Luke sighs too. “I see,” he says, although it’s clear that he doesn’t. “Well, that sounds tough, Nick. I’m sorry. Just goes to show, you never can tell. But listen.” He pulls himself closer to his desk. “Here’s the thing. I’ve been talking to another investor. Jensen de Witt. You might have heard of him. He owns wine bars in Saint-Tropez and Dubai, been around for decades, and he’s keen to come in for the other million. But he doesn’t like the look of you. I’m sorry.” He puts his hands out in an apologetic gesture. “That’s his take, not mine. You know I think you’re a great bloke and I’d love to make this work. But between the patchy CV, the lack of transparency, and the lack of money, I kinda don’t think it’s going to. Not at this level. So, yeah, Nick. I’m really sorry, mate, but I’m out. I hope you understand.”

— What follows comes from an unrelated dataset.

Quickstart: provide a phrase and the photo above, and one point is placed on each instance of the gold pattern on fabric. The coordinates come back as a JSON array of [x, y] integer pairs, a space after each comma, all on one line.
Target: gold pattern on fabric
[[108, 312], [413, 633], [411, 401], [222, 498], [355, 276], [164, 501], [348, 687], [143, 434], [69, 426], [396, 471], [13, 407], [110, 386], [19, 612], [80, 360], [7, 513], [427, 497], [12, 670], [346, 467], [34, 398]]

The rage descends quietly, and as always, I fend it off. I plaster a good smile on my face and I say nice words in a nice voice; I talk about understanding and no hard feelings. I wish him luck. I even manage to make him laugh, and as I go to leave, in a swell of bonhomie and good feelings, he grabs my hand in his and he says, “Go on, then, Nick, you can tell me—what’s your real name? I promise I won’t tell anyone.” He’s wearing a cheeky smile, which I return.